The Valcourt Heiress (Medieval Song 7) - Page 24

And beckoned, voice loud

to come to him.

“I left my cloud and flew to earth

But it was not my fate.

I died since I’m an angel,

Not meant to pass through earthly gates.”

“I have never heard that song before. Your voice is acceptable, but your song is too sad. It is the saddest song I’ve ever heard.”

“Sad? Aye, I suppose that it is, but surely not the saddest. I wrote it myself and I will tell you, it is not easy to make rhymes.” And then she puffed right up. “I sang it to our jongleur and he praised it.”

“I did not know there was a jongleur at Wareham.”

That chin of hers shot up. “There was a jongleur where I once lived.”

“Mayhap I’ll change my mind and demand the truth from you once I have seen your list.”

“Mayhap, if you do not leave me be, I will not show you my list.”

“You may go back to Miggins now and sing your songs. I will see you and your list on the morrow.” He nodded, turning away from her to stare out over the North Sea. “Do you know, during dinner, I heard laughter and arguments and belches. It was a fine sound.”

She turned, climbed carefully down the ladder, raised her skirts, and ran back across the inner bailey to the great keep. He called out, “An angel? Did your father believe you an angel?”

She paused a moment, shouted back at him, “My father believed the sun rose only to shine upon my head.”

17

Robert Burnell chewed the last bit of sweet brown bread, patted his belly, and said to Garron, a bit of a frown on his aesthete’s face, “The king finds you useful. He believes you still innocent of guile and slyness.”

Innocent of guile? Garron didn’t think he liked the sound of that. Was he as useful to the king as Merry was to Wareham?

“The king also told me once you had remarked that violent intent had a distinctive smell to it, that you had smelled it on every man who had tried to attack him. I told him that sounded too mad not to be true.”

Garron merely nodded.

“I am sending two of the king’s men to Furly and Radstock to see if this Black Demon attacked them. When they return, we will know if your keeps are safe and what are the inclinations of your castellans before we ourselves visit them upon your return from Winthrope. If Sir Wills and Sir Gregory know what is good for them, they will readily accept you as their new lord. Now, do not argue with me, the king wishes me to ensure that you will be safe. I will guard Wareham in your absence. The king also said you have a rich and cunning brain.”

Garron liked that better than smelling violence.

“I wonder what will next year bring?” Since Burnell was vigorously rubbing his buttocks as he spoke, Garron grinned. No matter the number of blankets atop the straw-filled mattress, a cold stone floor wasn’t what Burnell was used to.

“I will use all of my rich and cunning brain as well as prayer that next year brings renewal to Wareham,” Garron said. “Walk with me, sir.”

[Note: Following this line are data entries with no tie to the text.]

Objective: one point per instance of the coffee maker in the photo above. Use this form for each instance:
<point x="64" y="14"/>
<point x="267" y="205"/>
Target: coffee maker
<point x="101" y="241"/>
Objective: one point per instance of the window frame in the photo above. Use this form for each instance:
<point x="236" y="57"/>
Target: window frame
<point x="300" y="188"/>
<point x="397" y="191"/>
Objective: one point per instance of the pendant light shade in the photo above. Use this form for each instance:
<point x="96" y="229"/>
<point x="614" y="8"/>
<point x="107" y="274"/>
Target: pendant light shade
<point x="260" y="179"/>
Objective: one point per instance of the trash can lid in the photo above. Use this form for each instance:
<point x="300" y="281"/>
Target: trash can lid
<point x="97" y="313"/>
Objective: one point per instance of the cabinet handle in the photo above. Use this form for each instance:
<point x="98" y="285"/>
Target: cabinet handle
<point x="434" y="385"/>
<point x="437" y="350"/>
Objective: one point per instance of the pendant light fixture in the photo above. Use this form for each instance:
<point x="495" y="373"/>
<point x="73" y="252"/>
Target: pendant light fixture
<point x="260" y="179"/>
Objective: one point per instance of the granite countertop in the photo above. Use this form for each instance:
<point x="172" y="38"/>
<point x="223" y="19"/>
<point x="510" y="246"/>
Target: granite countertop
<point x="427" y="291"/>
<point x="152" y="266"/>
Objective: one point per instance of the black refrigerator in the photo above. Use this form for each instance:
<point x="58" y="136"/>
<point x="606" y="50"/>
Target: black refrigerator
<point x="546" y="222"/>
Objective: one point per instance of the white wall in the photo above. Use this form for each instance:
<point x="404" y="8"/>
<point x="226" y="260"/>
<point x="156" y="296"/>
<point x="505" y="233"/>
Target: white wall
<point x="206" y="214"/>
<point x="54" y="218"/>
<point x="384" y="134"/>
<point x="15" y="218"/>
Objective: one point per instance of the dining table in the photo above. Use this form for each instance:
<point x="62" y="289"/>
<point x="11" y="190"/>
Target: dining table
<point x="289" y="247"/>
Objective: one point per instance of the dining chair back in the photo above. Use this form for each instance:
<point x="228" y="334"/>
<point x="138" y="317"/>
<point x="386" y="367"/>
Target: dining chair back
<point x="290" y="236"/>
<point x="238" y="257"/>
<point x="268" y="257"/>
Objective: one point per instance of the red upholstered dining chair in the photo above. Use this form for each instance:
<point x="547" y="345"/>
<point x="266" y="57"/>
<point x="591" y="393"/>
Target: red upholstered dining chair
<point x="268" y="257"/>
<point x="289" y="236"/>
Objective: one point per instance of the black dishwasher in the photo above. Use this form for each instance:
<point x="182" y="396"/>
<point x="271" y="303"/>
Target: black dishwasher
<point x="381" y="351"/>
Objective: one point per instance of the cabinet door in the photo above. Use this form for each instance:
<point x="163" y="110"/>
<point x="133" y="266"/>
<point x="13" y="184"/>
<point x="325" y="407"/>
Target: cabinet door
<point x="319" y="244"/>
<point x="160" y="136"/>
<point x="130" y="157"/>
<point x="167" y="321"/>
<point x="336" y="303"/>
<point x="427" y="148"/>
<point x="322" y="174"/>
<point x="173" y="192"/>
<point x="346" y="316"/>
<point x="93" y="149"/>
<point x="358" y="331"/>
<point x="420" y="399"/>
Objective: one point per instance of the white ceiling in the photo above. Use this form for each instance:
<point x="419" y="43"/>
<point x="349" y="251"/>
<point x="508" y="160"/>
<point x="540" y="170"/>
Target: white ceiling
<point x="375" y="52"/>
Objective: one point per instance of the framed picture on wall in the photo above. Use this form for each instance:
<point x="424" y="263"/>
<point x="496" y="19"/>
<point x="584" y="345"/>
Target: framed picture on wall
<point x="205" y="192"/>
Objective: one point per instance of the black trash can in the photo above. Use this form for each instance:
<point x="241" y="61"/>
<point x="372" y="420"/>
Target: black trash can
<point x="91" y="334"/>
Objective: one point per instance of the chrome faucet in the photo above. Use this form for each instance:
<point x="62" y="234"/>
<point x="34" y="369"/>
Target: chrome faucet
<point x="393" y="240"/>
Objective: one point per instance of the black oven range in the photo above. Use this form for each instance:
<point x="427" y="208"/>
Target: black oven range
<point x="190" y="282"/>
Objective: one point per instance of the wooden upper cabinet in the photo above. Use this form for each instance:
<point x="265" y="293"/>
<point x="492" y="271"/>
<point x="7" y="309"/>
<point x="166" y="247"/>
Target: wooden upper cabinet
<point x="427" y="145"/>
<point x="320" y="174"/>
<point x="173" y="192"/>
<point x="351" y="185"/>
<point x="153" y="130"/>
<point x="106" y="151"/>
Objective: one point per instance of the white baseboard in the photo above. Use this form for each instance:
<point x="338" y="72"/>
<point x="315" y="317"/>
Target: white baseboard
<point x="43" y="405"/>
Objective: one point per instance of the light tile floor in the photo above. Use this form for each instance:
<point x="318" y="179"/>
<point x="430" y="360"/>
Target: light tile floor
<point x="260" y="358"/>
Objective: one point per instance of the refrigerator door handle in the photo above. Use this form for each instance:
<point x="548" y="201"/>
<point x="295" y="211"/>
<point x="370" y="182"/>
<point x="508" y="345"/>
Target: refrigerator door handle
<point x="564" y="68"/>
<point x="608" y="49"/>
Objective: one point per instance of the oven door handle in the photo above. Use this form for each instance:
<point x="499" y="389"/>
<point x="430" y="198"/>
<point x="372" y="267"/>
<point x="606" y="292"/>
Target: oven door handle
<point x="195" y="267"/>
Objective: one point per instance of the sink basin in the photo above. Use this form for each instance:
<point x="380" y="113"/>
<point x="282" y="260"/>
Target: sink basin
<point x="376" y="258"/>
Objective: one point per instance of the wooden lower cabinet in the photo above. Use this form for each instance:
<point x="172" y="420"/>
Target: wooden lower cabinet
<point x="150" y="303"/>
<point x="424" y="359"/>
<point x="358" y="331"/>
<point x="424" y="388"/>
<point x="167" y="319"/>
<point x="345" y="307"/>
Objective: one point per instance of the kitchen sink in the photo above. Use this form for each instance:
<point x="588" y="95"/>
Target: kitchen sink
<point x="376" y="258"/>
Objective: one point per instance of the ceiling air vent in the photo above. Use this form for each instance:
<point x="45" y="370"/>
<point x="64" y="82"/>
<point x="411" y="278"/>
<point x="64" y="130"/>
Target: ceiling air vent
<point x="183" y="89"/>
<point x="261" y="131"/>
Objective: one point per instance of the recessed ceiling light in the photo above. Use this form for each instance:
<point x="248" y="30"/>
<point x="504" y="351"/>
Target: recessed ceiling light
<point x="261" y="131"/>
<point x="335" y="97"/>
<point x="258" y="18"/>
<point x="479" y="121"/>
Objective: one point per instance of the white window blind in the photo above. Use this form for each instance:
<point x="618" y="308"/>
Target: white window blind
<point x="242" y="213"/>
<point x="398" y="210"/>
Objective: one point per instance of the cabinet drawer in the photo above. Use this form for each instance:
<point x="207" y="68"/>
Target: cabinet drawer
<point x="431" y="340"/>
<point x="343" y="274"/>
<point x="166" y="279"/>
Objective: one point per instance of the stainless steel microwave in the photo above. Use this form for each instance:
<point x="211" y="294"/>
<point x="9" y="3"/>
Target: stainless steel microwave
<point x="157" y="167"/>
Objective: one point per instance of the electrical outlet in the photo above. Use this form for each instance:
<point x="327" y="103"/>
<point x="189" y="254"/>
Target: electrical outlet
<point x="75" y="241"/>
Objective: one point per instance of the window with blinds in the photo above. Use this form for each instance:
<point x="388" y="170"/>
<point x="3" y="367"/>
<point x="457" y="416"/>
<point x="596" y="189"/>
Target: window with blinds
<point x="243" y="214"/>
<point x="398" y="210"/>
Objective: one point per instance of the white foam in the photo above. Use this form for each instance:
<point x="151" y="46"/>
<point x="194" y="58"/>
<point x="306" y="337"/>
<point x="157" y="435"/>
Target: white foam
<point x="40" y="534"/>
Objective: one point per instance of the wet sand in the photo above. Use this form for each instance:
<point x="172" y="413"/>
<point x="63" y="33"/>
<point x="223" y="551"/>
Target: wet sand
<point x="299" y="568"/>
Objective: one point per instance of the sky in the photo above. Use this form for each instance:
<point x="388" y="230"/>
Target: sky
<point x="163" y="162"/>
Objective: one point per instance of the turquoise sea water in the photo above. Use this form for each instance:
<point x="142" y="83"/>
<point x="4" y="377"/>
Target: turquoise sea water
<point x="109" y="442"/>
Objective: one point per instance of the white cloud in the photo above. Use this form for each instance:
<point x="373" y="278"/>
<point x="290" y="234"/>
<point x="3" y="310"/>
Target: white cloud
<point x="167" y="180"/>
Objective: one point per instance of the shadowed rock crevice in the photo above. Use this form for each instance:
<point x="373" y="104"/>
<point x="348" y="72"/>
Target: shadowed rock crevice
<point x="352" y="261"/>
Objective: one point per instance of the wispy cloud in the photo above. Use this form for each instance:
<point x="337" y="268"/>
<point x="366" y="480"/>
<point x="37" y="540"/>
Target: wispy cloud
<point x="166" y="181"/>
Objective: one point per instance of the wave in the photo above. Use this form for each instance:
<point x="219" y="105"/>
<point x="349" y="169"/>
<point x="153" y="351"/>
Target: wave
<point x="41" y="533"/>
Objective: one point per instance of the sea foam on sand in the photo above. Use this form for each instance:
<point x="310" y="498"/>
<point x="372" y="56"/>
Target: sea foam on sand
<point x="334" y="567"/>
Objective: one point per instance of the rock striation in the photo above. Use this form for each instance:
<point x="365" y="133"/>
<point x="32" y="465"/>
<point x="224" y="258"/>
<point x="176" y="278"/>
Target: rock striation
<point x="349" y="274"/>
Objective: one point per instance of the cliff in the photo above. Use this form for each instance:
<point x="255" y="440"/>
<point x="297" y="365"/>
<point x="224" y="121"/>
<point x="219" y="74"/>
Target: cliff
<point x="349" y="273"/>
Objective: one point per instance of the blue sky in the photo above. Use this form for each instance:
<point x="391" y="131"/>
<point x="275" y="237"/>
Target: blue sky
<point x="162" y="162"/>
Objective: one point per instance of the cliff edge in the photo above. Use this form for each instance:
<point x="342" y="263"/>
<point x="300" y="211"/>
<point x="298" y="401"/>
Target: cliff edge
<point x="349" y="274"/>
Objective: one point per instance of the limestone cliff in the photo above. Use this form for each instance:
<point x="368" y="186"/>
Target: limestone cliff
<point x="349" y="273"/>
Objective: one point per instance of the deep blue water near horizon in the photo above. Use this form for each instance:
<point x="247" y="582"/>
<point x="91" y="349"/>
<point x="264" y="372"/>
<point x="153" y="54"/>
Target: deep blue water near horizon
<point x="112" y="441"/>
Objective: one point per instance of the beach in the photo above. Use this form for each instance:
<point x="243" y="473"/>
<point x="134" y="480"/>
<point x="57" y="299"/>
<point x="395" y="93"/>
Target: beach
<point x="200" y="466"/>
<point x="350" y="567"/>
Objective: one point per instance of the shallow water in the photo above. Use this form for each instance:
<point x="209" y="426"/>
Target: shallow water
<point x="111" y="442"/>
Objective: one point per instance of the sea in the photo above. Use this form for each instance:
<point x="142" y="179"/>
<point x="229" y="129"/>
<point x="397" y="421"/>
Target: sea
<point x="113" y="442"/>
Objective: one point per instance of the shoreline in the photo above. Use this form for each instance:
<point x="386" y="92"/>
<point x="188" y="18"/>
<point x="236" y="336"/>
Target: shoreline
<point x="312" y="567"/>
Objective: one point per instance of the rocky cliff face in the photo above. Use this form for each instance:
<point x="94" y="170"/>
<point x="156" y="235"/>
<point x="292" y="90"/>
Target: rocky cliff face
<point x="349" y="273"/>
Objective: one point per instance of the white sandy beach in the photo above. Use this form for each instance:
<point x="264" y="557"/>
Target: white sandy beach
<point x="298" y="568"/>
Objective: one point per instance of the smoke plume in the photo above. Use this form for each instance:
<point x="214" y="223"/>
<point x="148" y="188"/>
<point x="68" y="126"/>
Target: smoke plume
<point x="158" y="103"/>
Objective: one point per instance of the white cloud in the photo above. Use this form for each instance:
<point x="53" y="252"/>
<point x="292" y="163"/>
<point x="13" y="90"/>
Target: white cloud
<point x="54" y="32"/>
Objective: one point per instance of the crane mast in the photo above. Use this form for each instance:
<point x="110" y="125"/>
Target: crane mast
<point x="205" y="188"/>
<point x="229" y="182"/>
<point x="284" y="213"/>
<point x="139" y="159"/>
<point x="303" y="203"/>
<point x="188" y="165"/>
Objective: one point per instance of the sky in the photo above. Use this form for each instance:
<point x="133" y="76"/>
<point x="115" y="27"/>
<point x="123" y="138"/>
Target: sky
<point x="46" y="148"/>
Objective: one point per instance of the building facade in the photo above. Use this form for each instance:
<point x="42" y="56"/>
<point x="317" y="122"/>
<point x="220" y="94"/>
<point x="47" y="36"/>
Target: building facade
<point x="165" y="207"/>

“A thorough prayer, I have found, requires a good deal of exertion to be done correctly. Sometimes a thorough prayer, one of great length and complex composition, makes one chafe.”

When they stepped into the inner bailey, Garron said, “But look, sir, every able-bodied person is working—yon, a man is drilling holes in a plank of wood with an auger, another is wielding a pitchfork, digging into sheaves of hay to make new mattresses, another carefully makes pegs to be driven by hammers into wood for benches and tables.”

“Aye,” Burnell said, “and I know men are bringing in trees cut from the Forest of Glen, supervised by that that old gizzard Inar, a man of great talent, so his equally old sister told me when she served me ale.”

Garron said, “Tupper told me it was good to see Inar smiling again. He is calling out orders, there is a bit of a strut in his walk.”

But he needed more skilled men. Garron felt himself worrying again until he heard the loud braying of Eleanor’s goat, Eric, who was trying to tug an ancient boot from the little boy Ivo. His brother Errol was stuffing a piece of bread into his mouth, as if he feared there would be no more. He saw the boys’ mother, Elaine, speak to each of her sons, then walk briskly across the inner bailey toward the weaving shed, her arms filled with bolts of woolen cloth. Her shoulders were back, her head held high. He was pleased. Her husband had been one of Arthur’s best archers, Tupper had told him, a fine man, and they’d buried him with great care. Now it was time to have new looms made. Old Borran told him two of the looms could not be repaired.

He watched Merry skip down the stone steps, watched her speak first to Miggins, then to every single woman she passed. They all nodded and smiled. She was the mistress, he thought, and they accepted her as such. She’d taken over so effortlessly. He wondered for an instant what it would be like if Merry weren’t here, if it was only Miggins. It was a thought to make him shudder. Ah, but he had a brain, a rich and cunning brain according to the king, and he would have managed. Garron saw that Burnell was watching her as well.